Early on I had never taken Cardinal Ratzinger's candidature very seriously. He was too close to John Paul. Conclaves usually look for a change of direction. The fact that he had a tough reputation was not a problem. I was familiar with him as a theologian and one of the best thinkers in the Church before he became a Bishop. In the 70s he used to meet every year with other members of the International Theological Commission at our headquarters in Rome. One of the community had the brainwave to give them a questionnaire on Dehonian spirituality and the significance of Jesus' pierced side and open heart on the cross. Most of them replied with a few sentences here and there, but Joseph Ratzinger wrote pages. When I was studying spirituality in Rome in the 80s I used the results of this questionnaire as the basis for an essay. (It was the easiest essay I ever wrote. The lecturer just had to take my word for it.)
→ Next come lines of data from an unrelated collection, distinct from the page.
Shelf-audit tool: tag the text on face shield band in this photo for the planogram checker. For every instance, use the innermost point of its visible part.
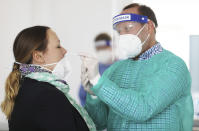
(129, 17)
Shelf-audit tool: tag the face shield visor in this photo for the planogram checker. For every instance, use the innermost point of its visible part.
(126, 24)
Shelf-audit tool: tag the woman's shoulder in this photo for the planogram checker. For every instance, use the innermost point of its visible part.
(39, 90)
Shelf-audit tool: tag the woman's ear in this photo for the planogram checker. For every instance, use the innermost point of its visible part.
(151, 26)
(38, 57)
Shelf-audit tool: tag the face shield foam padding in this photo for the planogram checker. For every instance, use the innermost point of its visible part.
(129, 17)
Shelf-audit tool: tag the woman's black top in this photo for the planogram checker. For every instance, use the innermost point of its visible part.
(40, 106)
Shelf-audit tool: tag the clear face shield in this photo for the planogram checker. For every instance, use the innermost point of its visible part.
(126, 24)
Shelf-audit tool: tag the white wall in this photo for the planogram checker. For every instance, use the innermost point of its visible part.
(76, 23)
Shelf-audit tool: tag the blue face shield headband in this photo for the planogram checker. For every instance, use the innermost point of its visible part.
(129, 17)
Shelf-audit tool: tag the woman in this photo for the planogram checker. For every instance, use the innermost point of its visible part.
(37, 97)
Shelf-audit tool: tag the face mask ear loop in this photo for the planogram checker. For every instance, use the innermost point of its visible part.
(140, 30)
(49, 64)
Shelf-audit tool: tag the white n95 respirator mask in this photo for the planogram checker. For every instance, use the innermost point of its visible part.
(130, 45)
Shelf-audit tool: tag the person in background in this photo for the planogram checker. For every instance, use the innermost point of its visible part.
(103, 51)
(149, 89)
(37, 96)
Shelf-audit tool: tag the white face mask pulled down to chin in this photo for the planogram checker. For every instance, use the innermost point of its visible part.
(130, 45)
(62, 69)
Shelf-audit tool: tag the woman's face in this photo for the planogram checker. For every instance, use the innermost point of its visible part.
(54, 52)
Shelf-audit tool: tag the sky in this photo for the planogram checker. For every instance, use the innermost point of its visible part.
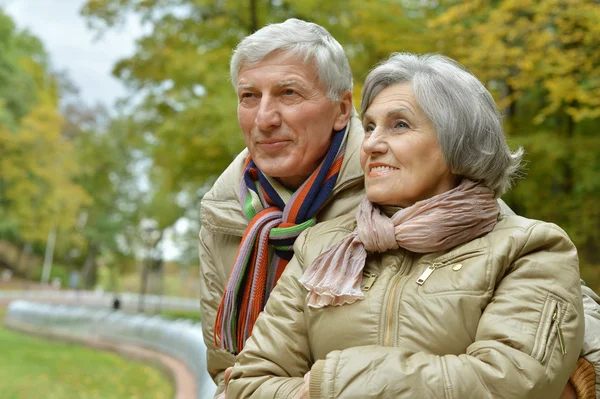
(74, 47)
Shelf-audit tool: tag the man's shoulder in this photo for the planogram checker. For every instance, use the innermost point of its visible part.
(220, 210)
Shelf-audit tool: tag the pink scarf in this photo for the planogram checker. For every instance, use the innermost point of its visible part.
(438, 223)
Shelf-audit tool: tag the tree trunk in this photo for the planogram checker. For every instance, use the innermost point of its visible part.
(253, 16)
(89, 271)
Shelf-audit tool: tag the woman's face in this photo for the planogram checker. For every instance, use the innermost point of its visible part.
(400, 154)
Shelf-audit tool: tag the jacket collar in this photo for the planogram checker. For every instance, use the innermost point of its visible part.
(220, 209)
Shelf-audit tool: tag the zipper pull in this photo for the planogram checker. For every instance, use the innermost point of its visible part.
(430, 269)
(371, 277)
(561, 339)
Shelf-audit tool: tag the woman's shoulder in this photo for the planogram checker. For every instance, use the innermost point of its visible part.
(317, 239)
(512, 224)
(521, 235)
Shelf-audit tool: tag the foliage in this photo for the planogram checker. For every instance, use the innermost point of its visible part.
(33, 368)
(37, 165)
(542, 61)
(178, 132)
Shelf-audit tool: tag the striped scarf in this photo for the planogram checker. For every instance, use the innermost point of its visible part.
(276, 218)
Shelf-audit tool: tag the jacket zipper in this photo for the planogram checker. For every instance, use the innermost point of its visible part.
(561, 339)
(390, 311)
(433, 267)
(395, 287)
(428, 272)
(371, 277)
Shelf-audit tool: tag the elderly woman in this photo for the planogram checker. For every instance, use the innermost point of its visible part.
(430, 291)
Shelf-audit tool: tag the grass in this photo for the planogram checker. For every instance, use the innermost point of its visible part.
(31, 367)
(181, 314)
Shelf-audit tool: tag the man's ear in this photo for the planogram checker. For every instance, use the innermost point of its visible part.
(344, 108)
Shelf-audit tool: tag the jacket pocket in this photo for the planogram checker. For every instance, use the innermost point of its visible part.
(458, 273)
(549, 332)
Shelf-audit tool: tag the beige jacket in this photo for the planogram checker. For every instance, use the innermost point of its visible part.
(223, 226)
(500, 317)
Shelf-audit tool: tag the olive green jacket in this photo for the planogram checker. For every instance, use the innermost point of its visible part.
(499, 317)
(223, 226)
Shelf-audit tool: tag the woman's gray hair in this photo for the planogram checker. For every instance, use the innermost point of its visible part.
(465, 116)
(309, 41)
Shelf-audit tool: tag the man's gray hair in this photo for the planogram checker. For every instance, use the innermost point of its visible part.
(309, 41)
(465, 116)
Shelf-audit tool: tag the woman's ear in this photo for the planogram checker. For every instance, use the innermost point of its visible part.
(344, 111)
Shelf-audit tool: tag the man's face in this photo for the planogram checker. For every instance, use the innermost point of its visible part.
(286, 117)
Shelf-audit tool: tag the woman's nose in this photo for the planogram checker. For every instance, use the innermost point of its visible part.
(268, 115)
(374, 142)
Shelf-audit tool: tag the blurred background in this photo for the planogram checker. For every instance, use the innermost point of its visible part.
(116, 116)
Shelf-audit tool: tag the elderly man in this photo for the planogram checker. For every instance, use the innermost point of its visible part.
(301, 167)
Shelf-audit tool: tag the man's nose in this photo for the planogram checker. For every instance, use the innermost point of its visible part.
(268, 115)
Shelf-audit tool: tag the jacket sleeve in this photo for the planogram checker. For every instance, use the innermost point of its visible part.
(212, 280)
(586, 377)
(516, 351)
(277, 355)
When John Paul asked this Bishop/Theologian to be head of the Congregation of Doctrine and Faith it seemed like a master stroke at the time. He has been a faithful servant to the Pope and the Church for over 20 years. People might be surprised at his age, but it is common to have an older man after a long papacy. Two long reigns do not give enough scope for the checks and balances the Church needs. Benedict XVI will not be a clone of John Paul. He is very much his own man. We could be in for a few surprises.
We missed the appearance on the balcony of St Peters because we were having a family service at the funeral parlour for my aunt, then receiving her body into the Church. After the service there were three texts on the mobile phone. One was to tell me "have just heard there is white smoke from the Vatican". Another said "What do you think? Will certainly guard the faith well. Administrator rather than globe trotter. Less charisma, more conservative than JPII. Can't help but feel a bit deflated, but in the Spirit we trust. May God bless and strengthen him." I replied "When smoke came so soon thought that will be Cardinal Ratzinger. Felt good, but then worried 4 those who might find it difficult. A great theologian B4 became Bish, a radical thinker who did JP2's will."
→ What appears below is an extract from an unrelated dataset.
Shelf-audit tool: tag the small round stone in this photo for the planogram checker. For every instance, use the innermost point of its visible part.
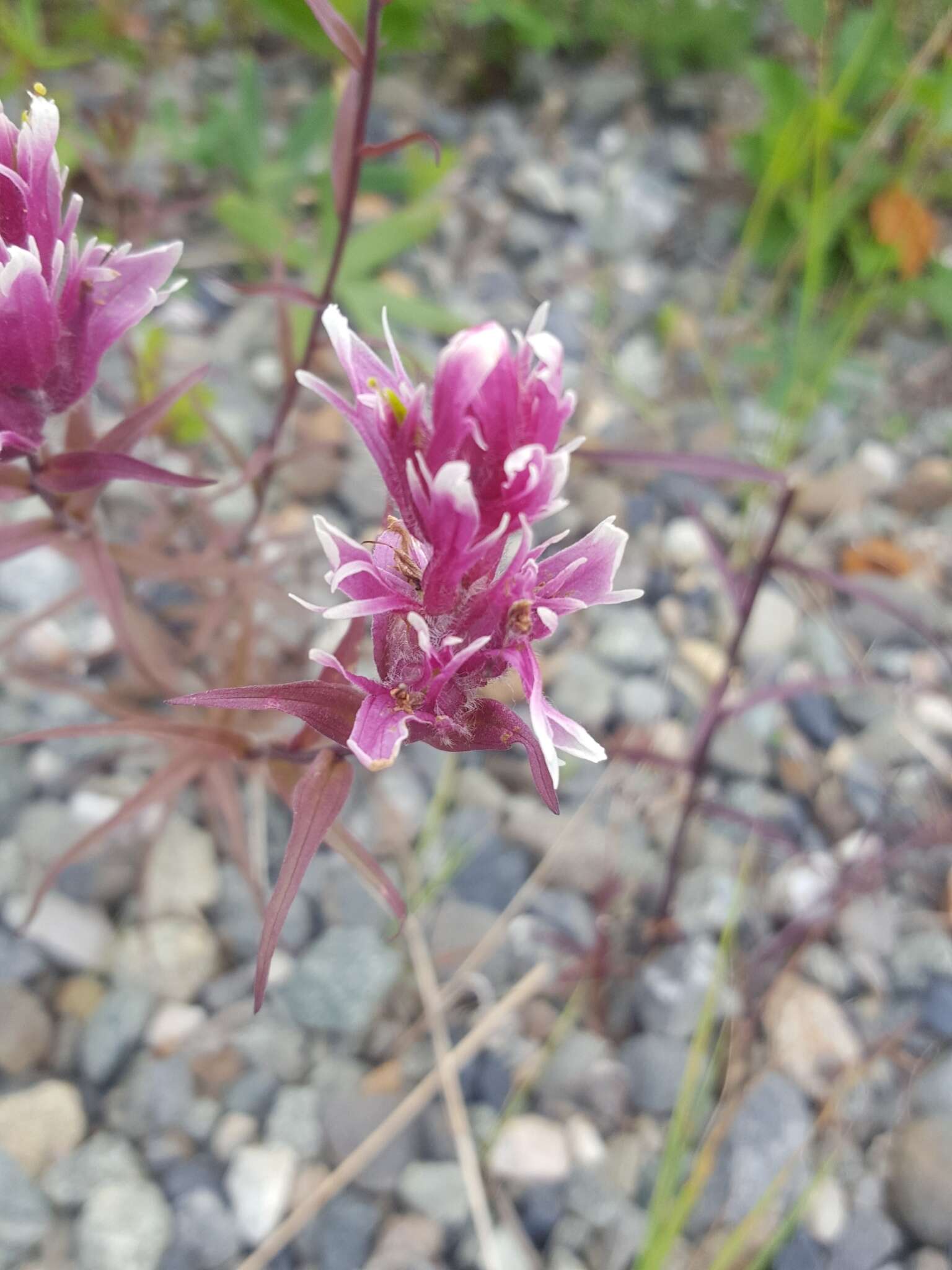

The third text message said "May the beatification take place now new Pope in place? Very predictable I think, his successor". I replied "No, but inaugural Mass is Sunday". The 30 of us should be able to get to St Peter's for the Pope's installation if we get up early enough. Just as interesting will be the World Youth Days in August in Germany. This could be Pope Benedict's first visit abroad and his return "home". The millions will give him a great welcome. The Germans will remember what John Paul did for Poland and maybe see this election as a sign of final forgiveness from the nation for World War II. A boy who was forced to join the Hitler Youth becomes Pope. Will we ever have a Pope from our countries and what would it mean? Let's continue to pray for him and ourselves every evening at 8.30pm. I have certainly felt the benefit of stopping for a few minutes and having a sense of connectedness to the group. Is there anyone else out there? I can't work out what it is but I keep feeling there must be some other symbolic significance to 20.30.
April 20- Wednesday
ALPHA. HOW CAN I RESIST EVIL?
Yesterday afternoon in London I was able to attend another session of the group's Alpha course (see also last Sunday). Today's theme was 'Evil'. The talk was given by Michael from New Zealand. I thought he had prepared it himself and was very impressed by the depth and content. It turned out that it was basically the spiel prepared by Nicky Gumble who is the face of Alpha today. His videos are also very good. Here are some of the ideas that struck me.
If you want to ready Nicky Gumble's talks and discussion points you can find them in "Questions of Life" published by Kingsway. Other information can be found on www.alpha.org.uk
April 21- Thursday
OFF TO ROME. LUCIA ON THE FUNERAL.
Off to Rome this morning on a 7.00 am flight from Liverpool. This is how Lucia experienced the visit to Rome for the Pope's funeral.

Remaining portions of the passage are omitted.